The method, developed at MIT, could one day be employed in computer vision systems that assist robots in interacting with real-world things. The image is an artist's interpretation of the new system.
For example, a robot managing products in a kitchen will benefit from knowing which items are made of the same materials. With this information, the robot would learn to use the same amount of force, whether picking up a small pat of butter from a shady corner of the kitchen or an entire stick from the brightly lit fridge. However, identifying items in a scene made of the same material, known as material selection, is a challenging task for machines since the look of a material can vary dramatically depending on the shape of the object or lighting circumstances.
Scientists at MIT and Adobe Research have made progress in resolving this problem. They devised a method for identifying all pixels in an image representing a particular material displayed in a pixel chosen by the user. The method is accurate even when objects have diverse forms and sizes, and the machine-learning model they created is not fooled by shadows or lighting conditions, which can cause the same substance to appear different.
Although scientists trained their model using only "synthetic" data generated by a computer that changes 3D sceneries to generate many different images, the system works efficiently in natural indoor and outdoor settings it has never seen before. The method may also be applied to films; once a pixel is identified in the first frame, the model can detect items of the same substance throughout the video.
Existing material selection techniques have difficulty accurately identifying all pixels that belong to the same material. For example, a chair with wooden arms and a leather seat is an example of an object that can be made of several materials, although some approaches focus on full objects. Other methods might use a preset set of materials, but they frequently have generic names like "wood," although there are thousands of different kinds of wood.
The researchers had to get over a few obstacles to create an AI approach that could learn how to choose related materials. First, their machine-learning model could not be trained on any existing dataset since the materials needed to be finely labelled. More than 16,000 materials were randomly added to each object in the 50,000 photos that comprised the researchers' synthetic dataset of interior scenes.
The researchers' approach converts generic, pre-trained visual cues into material-specific features in a way that is resistant to object shapes or changing lighting conditions. After that, the model may compute a material similarity score for each pixel in the image. Then, when a user clicks a pixel, the model determines how similar every other pixel seems to the query. Next, it generates a map in which each pixel is scored for similarity on a scale of 0 to 1. Finally, because the model generates a similarity score for each pixel, the user can fine-tune the findings by specifying a similarity threshold, such as 90%, and receiving a map of the image with highlighted locations.

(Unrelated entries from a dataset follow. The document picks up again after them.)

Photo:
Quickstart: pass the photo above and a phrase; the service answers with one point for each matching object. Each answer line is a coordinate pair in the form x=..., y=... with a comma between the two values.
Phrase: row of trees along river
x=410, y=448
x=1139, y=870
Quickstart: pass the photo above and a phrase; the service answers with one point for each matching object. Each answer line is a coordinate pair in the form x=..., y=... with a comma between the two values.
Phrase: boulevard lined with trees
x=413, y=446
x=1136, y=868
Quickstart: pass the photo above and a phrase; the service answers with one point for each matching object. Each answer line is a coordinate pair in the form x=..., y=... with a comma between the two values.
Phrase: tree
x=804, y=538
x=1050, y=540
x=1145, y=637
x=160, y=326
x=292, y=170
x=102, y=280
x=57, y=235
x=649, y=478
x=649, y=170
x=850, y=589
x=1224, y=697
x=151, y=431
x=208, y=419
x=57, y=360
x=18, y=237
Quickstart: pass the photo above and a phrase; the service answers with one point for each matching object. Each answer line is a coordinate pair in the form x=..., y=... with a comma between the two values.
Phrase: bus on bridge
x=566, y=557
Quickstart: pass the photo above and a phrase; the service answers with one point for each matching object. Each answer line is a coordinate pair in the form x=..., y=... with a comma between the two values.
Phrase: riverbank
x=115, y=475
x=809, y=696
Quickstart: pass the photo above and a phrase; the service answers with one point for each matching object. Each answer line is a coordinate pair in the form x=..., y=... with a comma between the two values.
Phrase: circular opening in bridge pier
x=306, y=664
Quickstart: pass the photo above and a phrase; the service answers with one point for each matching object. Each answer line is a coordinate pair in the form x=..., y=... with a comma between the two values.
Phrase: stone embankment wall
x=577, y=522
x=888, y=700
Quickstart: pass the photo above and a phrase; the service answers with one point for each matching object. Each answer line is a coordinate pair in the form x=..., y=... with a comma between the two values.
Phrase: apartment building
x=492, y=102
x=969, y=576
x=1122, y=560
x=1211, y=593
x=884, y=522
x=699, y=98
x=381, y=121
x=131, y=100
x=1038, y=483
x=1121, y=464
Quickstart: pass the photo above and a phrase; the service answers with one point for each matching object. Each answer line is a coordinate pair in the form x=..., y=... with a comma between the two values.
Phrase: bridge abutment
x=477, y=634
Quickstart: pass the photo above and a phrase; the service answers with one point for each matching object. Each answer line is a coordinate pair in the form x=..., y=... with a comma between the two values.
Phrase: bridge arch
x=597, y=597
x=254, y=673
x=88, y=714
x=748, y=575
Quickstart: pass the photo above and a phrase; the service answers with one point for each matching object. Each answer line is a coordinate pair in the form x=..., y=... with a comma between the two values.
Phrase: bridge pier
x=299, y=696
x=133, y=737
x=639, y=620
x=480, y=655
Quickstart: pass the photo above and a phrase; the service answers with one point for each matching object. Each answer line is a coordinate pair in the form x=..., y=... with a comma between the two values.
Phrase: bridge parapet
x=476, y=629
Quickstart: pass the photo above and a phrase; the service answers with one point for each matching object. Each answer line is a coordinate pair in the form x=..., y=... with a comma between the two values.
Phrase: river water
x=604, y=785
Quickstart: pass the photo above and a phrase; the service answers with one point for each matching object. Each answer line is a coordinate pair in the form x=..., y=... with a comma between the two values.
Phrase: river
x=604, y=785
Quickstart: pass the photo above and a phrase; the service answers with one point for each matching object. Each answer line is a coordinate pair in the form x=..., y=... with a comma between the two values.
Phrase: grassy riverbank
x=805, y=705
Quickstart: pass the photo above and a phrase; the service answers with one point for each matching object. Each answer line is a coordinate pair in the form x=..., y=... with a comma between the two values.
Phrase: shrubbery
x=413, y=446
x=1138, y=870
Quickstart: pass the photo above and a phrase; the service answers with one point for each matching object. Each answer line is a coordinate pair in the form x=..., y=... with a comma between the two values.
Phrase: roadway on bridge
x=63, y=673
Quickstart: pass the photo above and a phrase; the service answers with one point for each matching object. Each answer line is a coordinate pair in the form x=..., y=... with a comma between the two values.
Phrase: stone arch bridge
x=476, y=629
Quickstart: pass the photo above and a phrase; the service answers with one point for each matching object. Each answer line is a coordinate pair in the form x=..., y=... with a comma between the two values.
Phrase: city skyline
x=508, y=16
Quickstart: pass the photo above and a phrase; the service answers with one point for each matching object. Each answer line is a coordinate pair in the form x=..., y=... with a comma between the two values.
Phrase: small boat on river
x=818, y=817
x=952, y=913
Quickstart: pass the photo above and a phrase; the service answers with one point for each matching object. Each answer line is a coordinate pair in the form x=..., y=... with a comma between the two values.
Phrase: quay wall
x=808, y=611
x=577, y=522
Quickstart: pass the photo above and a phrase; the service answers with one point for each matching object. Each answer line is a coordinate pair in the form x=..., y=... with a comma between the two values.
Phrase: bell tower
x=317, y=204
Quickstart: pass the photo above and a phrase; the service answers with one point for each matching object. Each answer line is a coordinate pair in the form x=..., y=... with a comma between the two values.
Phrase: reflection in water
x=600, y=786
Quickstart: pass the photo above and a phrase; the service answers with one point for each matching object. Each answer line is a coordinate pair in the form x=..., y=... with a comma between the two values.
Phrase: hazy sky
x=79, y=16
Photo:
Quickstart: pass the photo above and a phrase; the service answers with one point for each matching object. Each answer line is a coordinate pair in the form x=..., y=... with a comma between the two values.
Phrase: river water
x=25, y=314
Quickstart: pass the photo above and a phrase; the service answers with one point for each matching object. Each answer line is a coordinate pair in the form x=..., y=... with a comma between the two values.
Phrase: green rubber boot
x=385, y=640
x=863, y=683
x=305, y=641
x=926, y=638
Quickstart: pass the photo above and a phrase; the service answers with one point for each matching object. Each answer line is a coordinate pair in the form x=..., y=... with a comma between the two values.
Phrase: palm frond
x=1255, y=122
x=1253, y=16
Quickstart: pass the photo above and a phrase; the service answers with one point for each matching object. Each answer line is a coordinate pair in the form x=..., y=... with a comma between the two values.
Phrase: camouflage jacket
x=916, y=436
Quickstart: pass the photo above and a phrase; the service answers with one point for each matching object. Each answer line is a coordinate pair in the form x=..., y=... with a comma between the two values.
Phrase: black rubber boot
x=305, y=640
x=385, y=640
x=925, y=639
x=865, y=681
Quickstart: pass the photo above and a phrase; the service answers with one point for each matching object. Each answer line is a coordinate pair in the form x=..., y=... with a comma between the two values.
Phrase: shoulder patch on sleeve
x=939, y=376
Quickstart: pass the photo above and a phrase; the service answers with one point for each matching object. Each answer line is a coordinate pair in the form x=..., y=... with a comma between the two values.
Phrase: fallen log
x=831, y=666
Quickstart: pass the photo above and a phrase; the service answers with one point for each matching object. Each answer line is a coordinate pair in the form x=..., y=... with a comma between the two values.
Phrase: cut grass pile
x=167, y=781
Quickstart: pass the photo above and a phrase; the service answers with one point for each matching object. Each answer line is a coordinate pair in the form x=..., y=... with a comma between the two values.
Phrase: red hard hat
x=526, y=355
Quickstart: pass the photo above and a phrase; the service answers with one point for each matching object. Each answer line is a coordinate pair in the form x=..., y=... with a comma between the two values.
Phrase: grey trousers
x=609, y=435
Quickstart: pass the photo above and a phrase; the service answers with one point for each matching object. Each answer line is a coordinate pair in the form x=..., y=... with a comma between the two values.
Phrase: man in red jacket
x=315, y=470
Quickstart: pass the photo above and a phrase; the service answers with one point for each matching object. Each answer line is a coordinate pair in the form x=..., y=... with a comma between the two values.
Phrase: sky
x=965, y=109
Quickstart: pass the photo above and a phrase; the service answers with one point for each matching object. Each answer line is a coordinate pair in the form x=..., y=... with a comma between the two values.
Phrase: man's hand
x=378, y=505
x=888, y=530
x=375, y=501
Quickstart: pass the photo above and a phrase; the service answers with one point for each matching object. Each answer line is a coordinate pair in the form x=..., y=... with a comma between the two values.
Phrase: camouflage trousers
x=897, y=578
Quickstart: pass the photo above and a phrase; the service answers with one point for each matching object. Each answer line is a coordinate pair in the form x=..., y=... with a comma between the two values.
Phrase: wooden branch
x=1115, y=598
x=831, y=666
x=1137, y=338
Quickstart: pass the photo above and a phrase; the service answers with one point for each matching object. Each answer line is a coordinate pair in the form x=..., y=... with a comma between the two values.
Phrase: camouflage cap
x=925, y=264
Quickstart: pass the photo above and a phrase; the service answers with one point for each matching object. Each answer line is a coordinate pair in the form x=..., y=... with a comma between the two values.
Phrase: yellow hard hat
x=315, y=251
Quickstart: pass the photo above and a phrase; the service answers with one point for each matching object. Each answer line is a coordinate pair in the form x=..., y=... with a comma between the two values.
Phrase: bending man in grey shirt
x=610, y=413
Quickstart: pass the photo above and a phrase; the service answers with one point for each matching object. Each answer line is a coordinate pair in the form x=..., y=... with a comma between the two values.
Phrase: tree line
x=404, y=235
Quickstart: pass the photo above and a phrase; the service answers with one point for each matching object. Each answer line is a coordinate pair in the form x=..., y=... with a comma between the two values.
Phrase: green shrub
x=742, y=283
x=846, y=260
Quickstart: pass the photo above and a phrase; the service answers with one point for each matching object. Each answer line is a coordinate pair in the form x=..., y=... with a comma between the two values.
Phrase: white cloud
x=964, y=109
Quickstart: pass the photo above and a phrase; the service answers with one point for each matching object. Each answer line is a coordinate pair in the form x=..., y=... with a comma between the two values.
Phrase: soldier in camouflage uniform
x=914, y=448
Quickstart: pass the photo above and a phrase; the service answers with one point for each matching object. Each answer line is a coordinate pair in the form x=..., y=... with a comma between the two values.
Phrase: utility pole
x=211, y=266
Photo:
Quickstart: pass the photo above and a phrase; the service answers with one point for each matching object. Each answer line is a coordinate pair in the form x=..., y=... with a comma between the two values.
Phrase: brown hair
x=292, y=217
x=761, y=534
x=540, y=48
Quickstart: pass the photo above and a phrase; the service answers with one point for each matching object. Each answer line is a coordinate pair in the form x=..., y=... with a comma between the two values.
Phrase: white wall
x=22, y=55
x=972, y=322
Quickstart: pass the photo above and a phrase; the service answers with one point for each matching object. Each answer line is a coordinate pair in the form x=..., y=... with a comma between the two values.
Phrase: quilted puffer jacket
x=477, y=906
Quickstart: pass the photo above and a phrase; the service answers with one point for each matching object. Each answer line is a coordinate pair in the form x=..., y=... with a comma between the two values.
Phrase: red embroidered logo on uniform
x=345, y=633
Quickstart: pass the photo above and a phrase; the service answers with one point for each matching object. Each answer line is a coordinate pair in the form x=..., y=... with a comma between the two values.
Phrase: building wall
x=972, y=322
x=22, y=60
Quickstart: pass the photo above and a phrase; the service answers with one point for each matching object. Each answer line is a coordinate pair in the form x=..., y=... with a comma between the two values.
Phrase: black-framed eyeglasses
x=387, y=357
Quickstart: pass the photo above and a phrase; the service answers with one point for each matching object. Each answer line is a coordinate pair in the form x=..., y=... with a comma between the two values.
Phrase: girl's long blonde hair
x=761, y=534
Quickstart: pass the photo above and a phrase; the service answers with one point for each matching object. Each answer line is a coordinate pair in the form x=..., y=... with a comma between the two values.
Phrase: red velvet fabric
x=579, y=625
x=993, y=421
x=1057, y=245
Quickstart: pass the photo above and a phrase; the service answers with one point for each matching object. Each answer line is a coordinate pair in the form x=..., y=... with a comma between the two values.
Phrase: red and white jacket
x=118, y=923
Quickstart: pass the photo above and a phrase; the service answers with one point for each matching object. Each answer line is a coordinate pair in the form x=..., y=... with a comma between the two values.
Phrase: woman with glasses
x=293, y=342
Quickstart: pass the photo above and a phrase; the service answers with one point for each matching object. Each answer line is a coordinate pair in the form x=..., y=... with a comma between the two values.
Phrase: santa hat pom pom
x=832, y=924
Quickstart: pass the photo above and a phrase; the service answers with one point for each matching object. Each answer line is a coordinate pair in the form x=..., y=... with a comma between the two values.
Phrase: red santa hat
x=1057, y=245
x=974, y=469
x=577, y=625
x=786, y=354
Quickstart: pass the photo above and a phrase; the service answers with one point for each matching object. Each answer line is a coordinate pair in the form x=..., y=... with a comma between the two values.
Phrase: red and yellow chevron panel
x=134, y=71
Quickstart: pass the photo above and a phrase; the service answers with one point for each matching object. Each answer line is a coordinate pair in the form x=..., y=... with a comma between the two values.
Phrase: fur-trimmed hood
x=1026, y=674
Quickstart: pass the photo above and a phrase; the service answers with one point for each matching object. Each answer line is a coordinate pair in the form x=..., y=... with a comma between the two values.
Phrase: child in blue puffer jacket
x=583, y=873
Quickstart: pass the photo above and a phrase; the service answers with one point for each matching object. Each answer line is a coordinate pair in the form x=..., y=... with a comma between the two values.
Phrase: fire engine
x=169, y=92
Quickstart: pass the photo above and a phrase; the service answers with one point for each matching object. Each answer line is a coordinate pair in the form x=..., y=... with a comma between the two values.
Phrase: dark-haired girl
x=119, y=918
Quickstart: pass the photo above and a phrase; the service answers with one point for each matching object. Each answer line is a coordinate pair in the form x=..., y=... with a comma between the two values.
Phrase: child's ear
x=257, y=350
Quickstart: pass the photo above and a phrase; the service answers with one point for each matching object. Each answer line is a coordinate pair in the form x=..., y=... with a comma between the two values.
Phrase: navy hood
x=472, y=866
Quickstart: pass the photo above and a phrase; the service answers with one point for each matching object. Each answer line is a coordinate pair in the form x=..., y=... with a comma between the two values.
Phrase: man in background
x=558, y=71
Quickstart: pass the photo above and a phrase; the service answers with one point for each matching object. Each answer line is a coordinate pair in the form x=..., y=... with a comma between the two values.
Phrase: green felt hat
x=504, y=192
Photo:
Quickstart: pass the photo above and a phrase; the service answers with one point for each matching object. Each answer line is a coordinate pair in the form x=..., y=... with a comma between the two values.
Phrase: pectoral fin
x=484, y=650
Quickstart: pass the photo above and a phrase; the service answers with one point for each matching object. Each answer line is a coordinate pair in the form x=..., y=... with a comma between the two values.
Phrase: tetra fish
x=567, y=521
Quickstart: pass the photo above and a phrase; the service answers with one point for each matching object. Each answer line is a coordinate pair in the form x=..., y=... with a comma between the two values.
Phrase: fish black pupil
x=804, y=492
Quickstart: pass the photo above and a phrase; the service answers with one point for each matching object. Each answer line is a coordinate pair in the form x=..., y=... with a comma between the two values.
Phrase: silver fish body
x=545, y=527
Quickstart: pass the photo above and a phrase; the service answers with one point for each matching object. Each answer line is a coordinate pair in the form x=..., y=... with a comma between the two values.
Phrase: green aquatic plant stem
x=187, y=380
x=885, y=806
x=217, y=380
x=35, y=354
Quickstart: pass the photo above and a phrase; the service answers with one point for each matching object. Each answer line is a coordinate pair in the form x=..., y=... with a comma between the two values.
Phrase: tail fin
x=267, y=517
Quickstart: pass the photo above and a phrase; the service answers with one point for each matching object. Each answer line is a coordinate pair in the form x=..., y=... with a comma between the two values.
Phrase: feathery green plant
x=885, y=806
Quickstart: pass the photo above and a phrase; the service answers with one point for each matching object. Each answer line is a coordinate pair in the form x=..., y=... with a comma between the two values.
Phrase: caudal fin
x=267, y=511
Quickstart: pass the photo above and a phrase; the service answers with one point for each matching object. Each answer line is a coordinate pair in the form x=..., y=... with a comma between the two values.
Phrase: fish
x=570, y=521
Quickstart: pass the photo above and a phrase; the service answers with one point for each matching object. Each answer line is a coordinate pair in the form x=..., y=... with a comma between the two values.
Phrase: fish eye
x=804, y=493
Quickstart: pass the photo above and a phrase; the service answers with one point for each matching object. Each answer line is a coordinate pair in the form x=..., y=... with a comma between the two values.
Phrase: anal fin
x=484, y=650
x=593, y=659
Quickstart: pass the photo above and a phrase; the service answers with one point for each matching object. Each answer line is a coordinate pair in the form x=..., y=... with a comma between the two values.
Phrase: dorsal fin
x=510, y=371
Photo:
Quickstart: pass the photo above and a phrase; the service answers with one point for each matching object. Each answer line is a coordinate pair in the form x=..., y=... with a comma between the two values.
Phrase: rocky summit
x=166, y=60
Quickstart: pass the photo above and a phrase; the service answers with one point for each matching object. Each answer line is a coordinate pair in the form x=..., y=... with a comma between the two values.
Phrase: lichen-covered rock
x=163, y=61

The method also works for cross-image selection, meaning the user can select a pixel in one image and find the identical substance in another. During testing, the researchers discovered that their model was more accurate than other techniques at predicting parts of an image that contained the same substance. For example, when scientists compared the forecast to the ground truth, the real parts of the image made of the same substance, their model matched with roughly 92 per cent accuracy.
Separating an image into its underlying components is an essential initial step in modifying and comprehending images. The researchers describe a method for identifying photograph parts with the same material as an artist-selected area. Their proposed method is resistant to shading, specular highlights, and cast shadows, allowing for selection in real-world photos.